El cirujano del televisor decía: «Vayámonos, tu y yo solos, a algún lugar maravilloso», y la beldad respondía: «¿Y tu esposa?», lo que obligaba al médico a poner una cara muy larga. Jeannie apagó el aparato y se sentó junto a su padre.

—¿Que has querido dar a entender cuando dijiste que has perdido las agallas? —preguntó, curiosa—. ¿Que ha pasado?

El hombre suspiró.

—Cuando salí de la cárcel fui a echarle un vistazo, en plan reconocimiento del terreno, a un edificio de Georgetown. Se trataba de un pequeño negocio, una sociedad de arquitectos que acababa de reequipar completamente su estudio con algo así como quince o veinte ordenadores personales y otros aparatos por el estilo, impresoras y máquinas de fax. El tipo que suministró el equipo me dio el soplo y me propuso el asunto: iba a comprarme los aparatos y se los volvería a vender a la empresa cuando cobrara el dinero del seguro. El golpe me proporcionaría diez mil dólares.

—No quiero que mis chicos oigan esto —dijo Patty.

Se cercioró de que no estaban en el pasillo y cerró la puerta del salón.

—¿Que salió mal? —le preguntó Jeannie a su padre.

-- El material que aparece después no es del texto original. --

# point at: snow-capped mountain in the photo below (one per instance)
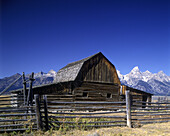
(40, 78)
(157, 83)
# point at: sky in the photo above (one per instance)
(40, 35)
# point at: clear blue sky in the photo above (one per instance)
(40, 35)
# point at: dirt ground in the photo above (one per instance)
(157, 129)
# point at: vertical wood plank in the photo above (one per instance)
(24, 87)
(38, 113)
(128, 108)
(46, 113)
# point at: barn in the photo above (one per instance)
(91, 79)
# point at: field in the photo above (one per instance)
(157, 129)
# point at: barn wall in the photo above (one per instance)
(98, 69)
(96, 92)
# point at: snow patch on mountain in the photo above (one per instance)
(157, 83)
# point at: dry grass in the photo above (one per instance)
(158, 129)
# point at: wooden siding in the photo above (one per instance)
(98, 69)
(96, 92)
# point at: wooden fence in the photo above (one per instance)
(55, 112)
(14, 116)
(154, 112)
(83, 114)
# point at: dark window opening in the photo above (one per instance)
(109, 95)
(85, 94)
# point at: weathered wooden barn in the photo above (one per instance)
(91, 79)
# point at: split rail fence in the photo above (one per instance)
(14, 117)
(47, 112)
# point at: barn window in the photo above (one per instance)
(85, 94)
(109, 95)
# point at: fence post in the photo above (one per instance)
(128, 108)
(46, 112)
(37, 110)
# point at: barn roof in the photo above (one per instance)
(71, 70)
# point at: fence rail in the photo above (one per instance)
(14, 116)
(47, 112)
(154, 112)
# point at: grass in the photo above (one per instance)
(157, 129)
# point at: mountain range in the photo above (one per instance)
(155, 83)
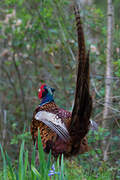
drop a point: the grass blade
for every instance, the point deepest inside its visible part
(26, 163)
(21, 167)
(4, 164)
(10, 167)
(35, 171)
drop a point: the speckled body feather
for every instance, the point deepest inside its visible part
(62, 131)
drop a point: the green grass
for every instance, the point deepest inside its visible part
(78, 169)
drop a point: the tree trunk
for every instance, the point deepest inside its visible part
(108, 80)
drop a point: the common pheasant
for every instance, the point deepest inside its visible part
(61, 131)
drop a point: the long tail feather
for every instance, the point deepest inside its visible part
(83, 102)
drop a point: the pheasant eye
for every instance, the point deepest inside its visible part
(39, 90)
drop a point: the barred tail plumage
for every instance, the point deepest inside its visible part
(83, 102)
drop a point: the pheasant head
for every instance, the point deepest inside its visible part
(45, 93)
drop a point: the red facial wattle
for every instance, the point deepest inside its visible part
(41, 90)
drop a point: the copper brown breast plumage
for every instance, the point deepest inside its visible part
(62, 131)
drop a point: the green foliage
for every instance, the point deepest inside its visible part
(41, 36)
(81, 168)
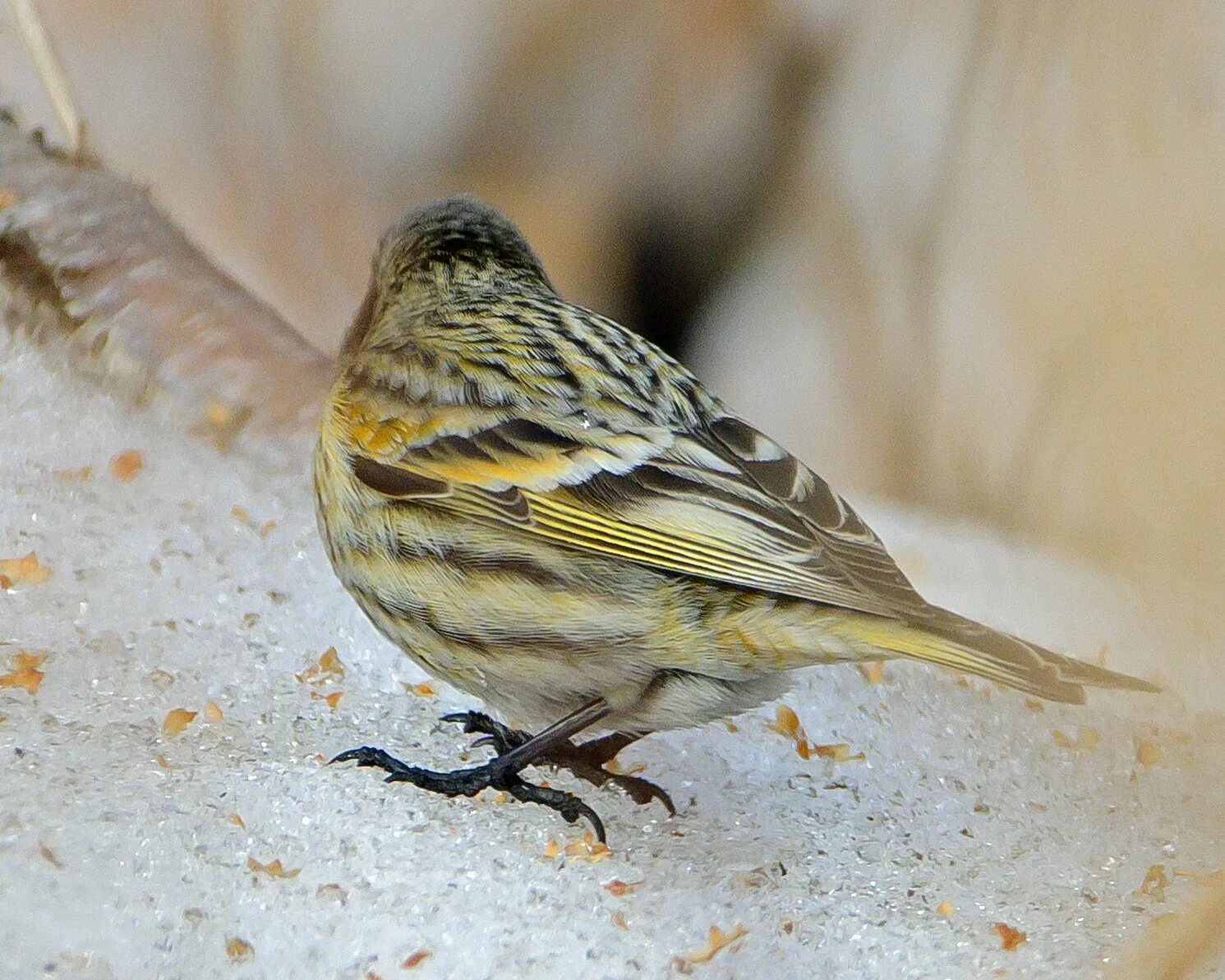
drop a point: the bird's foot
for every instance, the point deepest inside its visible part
(586, 761)
(471, 782)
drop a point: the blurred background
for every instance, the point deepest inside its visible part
(962, 254)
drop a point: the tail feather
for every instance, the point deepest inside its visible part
(960, 643)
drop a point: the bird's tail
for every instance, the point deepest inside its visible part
(960, 643)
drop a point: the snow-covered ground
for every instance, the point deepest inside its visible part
(127, 850)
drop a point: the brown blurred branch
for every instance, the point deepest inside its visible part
(87, 259)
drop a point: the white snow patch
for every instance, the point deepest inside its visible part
(115, 865)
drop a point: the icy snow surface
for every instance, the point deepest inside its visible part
(122, 855)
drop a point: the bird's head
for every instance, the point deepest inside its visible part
(458, 243)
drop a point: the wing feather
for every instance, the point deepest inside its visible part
(716, 501)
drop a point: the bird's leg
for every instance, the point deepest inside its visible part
(586, 761)
(501, 773)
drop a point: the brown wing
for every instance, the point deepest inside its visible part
(716, 500)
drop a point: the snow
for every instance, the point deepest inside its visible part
(120, 854)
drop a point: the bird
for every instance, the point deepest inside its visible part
(548, 513)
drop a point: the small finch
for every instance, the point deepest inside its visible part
(546, 511)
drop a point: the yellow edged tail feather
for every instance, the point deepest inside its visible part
(963, 645)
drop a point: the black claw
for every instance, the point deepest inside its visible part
(471, 782)
(566, 804)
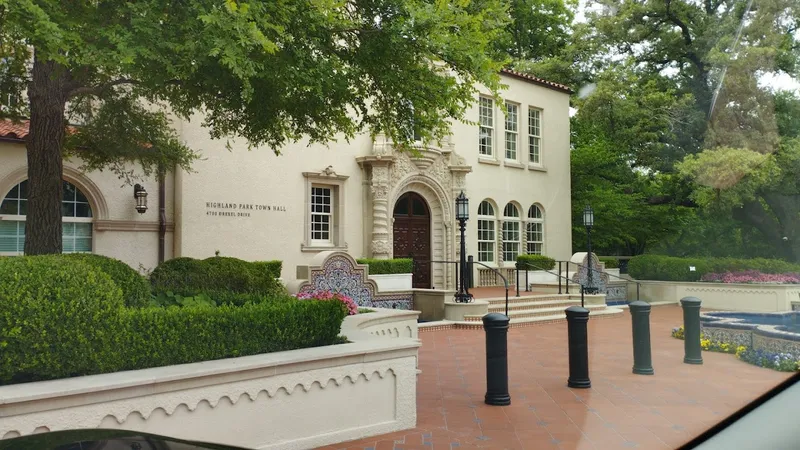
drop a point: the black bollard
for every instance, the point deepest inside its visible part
(496, 326)
(640, 324)
(577, 321)
(691, 330)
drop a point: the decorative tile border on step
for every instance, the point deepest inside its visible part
(444, 325)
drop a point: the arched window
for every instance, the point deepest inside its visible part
(76, 214)
(486, 232)
(535, 230)
(511, 233)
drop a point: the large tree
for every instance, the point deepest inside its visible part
(270, 71)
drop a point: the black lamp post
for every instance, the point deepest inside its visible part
(140, 195)
(462, 215)
(588, 222)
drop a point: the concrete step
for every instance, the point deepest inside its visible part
(536, 312)
(501, 307)
(525, 299)
(594, 314)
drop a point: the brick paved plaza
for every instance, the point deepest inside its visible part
(620, 411)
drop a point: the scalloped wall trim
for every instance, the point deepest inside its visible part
(369, 397)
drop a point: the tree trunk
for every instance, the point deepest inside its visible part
(47, 94)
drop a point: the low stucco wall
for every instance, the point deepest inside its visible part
(287, 400)
(430, 303)
(724, 296)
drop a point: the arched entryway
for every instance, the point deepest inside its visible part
(412, 235)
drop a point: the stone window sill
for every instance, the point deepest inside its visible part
(489, 161)
(322, 248)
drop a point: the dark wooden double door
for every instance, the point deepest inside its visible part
(412, 236)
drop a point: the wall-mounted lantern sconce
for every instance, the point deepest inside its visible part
(140, 195)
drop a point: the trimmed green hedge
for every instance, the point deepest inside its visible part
(611, 263)
(57, 319)
(668, 268)
(226, 280)
(388, 266)
(61, 317)
(135, 288)
(185, 335)
(535, 262)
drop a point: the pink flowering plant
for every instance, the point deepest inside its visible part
(352, 307)
(752, 276)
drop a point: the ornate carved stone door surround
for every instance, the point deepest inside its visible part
(434, 172)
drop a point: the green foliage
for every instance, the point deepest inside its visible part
(135, 288)
(185, 335)
(535, 262)
(667, 268)
(57, 319)
(611, 263)
(388, 266)
(538, 28)
(169, 299)
(225, 280)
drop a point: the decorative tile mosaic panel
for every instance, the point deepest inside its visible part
(340, 273)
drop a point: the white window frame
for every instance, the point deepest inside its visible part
(511, 131)
(336, 241)
(486, 126)
(533, 223)
(511, 226)
(19, 218)
(320, 192)
(535, 136)
(487, 224)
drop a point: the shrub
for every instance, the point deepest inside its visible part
(784, 362)
(135, 288)
(611, 263)
(668, 268)
(349, 304)
(535, 262)
(57, 319)
(388, 266)
(186, 335)
(225, 280)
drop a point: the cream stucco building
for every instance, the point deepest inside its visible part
(362, 197)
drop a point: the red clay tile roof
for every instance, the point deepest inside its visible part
(536, 80)
(13, 130)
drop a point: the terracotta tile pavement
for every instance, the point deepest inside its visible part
(620, 411)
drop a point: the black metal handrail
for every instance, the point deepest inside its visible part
(638, 285)
(505, 282)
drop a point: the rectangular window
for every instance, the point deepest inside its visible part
(76, 237)
(511, 239)
(534, 136)
(321, 214)
(486, 119)
(486, 240)
(512, 130)
(535, 238)
(12, 236)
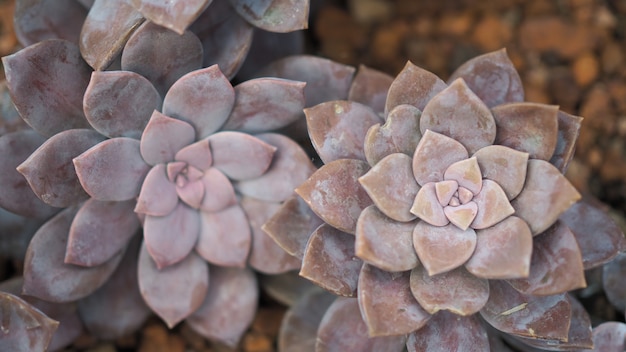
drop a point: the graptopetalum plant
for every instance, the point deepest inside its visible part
(447, 215)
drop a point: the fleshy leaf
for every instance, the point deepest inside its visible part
(335, 195)
(343, 329)
(330, 261)
(229, 306)
(506, 166)
(169, 239)
(187, 280)
(387, 304)
(120, 103)
(47, 277)
(113, 170)
(338, 129)
(50, 172)
(392, 187)
(528, 127)
(383, 242)
(99, 231)
(546, 195)
(414, 86)
(458, 113)
(107, 27)
(265, 104)
(203, 98)
(33, 74)
(503, 251)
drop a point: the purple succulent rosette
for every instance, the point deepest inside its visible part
(453, 204)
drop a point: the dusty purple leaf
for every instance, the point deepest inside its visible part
(330, 262)
(387, 304)
(47, 277)
(33, 74)
(99, 231)
(160, 55)
(187, 280)
(105, 31)
(120, 103)
(229, 306)
(203, 98)
(113, 170)
(50, 171)
(335, 195)
(383, 242)
(343, 329)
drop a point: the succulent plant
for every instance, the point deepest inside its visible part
(452, 204)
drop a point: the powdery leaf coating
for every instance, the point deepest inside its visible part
(50, 172)
(556, 265)
(105, 31)
(335, 195)
(330, 261)
(449, 332)
(528, 127)
(456, 291)
(32, 76)
(392, 187)
(186, 280)
(387, 304)
(338, 128)
(414, 86)
(458, 113)
(47, 277)
(204, 98)
(112, 170)
(385, 243)
(539, 317)
(99, 231)
(343, 329)
(546, 195)
(503, 251)
(119, 103)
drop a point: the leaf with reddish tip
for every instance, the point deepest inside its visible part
(506, 166)
(383, 242)
(343, 329)
(539, 317)
(546, 195)
(229, 306)
(399, 134)
(47, 277)
(527, 127)
(99, 231)
(33, 75)
(50, 172)
(449, 332)
(338, 129)
(492, 77)
(335, 195)
(107, 27)
(16, 194)
(203, 98)
(330, 261)
(160, 55)
(414, 86)
(387, 304)
(392, 187)
(169, 239)
(120, 103)
(187, 281)
(458, 113)
(503, 251)
(112, 170)
(225, 237)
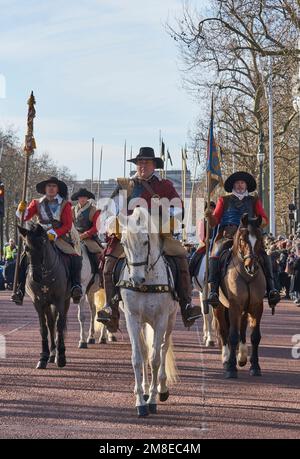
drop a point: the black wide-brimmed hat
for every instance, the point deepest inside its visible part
(82, 193)
(148, 153)
(62, 187)
(248, 178)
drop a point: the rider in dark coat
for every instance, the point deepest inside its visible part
(227, 215)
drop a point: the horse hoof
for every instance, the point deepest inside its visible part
(152, 408)
(61, 361)
(163, 397)
(255, 372)
(231, 374)
(143, 410)
(41, 365)
(113, 339)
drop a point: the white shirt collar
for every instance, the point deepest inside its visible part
(240, 195)
(58, 197)
(156, 174)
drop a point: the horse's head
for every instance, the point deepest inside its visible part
(136, 244)
(35, 241)
(248, 242)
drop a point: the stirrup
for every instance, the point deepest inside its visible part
(193, 312)
(213, 299)
(76, 293)
(273, 297)
(104, 315)
(17, 298)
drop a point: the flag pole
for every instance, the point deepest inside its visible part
(166, 166)
(100, 173)
(207, 226)
(184, 190)
(92, 180)
(130, 167)
(28, 149)
(125, 153)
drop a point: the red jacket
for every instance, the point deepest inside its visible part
(259, 210)
(66, 217)
(93, 230)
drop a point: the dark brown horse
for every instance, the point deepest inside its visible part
(242, 291)
(48, 286)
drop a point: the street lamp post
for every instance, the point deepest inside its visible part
(296, 104)
(261, 159)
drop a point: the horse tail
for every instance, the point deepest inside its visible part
(171, 368)
(216, 326)
(99, 300)
(51, 315)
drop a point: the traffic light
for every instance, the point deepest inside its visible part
(1, 200)
(292, 213)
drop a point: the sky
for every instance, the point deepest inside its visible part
(98, 68)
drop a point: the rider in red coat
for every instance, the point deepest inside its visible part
(227, 215)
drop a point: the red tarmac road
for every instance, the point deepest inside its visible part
(92, 397)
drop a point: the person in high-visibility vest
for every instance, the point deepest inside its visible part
(10, 251)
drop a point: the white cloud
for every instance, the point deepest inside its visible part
(103, 68)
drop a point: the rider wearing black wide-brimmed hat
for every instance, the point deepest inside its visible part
(146, 185)
(86, 219)
(54, 213)
(227, 215)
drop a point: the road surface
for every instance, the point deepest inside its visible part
(92, 397)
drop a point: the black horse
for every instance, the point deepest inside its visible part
(48, 286)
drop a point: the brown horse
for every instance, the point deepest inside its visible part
(241, 295)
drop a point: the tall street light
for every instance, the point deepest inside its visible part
(296, 105)
(261, 159)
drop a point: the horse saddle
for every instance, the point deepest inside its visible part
(172, 272)
(195, 263)
(118, 269)
(93, 261)
(224, 261)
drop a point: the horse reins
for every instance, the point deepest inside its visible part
(145, 263)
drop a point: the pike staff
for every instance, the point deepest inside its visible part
(28, 149)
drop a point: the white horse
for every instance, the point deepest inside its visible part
(208, 319)
(88, 300)
(150, 317)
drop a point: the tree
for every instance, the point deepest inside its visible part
(12, 167)
(227, 52)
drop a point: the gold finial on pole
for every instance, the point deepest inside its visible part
(30, 144)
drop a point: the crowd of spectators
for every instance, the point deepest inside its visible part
(285, 255)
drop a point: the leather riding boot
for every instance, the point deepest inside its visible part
(189, 312)
(273, 294)
(17, 297)
(109, 315)
(76, 266)
(193, 263)
(214, 281)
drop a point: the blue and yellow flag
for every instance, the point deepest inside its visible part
(213, 162)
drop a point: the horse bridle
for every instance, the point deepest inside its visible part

—Llevé la furgoneta, en marcha atrás, a la parte posterior del edificio, desconecté la alarma antirrobo y abrí la puerta del andén de carga. Entonces empecé a pensar en lo que ocurriría si apareciese por allí un poli. En los viejos tiempos eso siempre me había importado un rábano, pero calculo que han pasado diez años desde la última vez que hice un trabajo así. De todas formas, estaba tan arrugado que empecé a temblar. Entré en el edificio, desenchufé un ordenador, lo saqué, lo cargué en la furgoneta y me largué a toda pastilla. Al día siguiente fui a tu casa.

—Y me robaste.

—No tenía intención de hacerlo, cariño. Creí que me ayudarías; levantar cabeza y a encontrar alguna clase de trabajo legal. Luego cuando te fuiste, la vieja vocación se apoderó de mí. Estaba allí sentado, con la cadena estereofónica ante los ojos, y entonces pensé que podría sacar doscientos pavos por ella, y quizás otros cien por el televisor, así que arramblé con los aparatos. Te juro que después de venderlos me entraron ganas de suicidarme.

—Pero no te suicidaste.

—¡Jeannie! —se escandalizó Patty.

—Tomé unos tragos —siguió explicando el padre—, me lié en una partida de póquer y por la mañana estaba otra vez en la más negra miseria.

—Así que viniste a ver a Patty.

—No te haré eso a ti, Patty. No se lo haré a nadie nunca jamás. Voy a ir por el camino recto.

—¡Más te vale! —dijo Patty.

—He de hacerlo, no tengo más remedio.

—Pero todavía no —dijo Jeannie.

Los dos se la quedaron mirando. Patty preguntó nerviosamente:

—Jeannie, ¿de qué estás hablando?

—Tienes que hacer un trabajo más —dijo Jeannie a su padre—. Para mí. Un robo. Esta noche.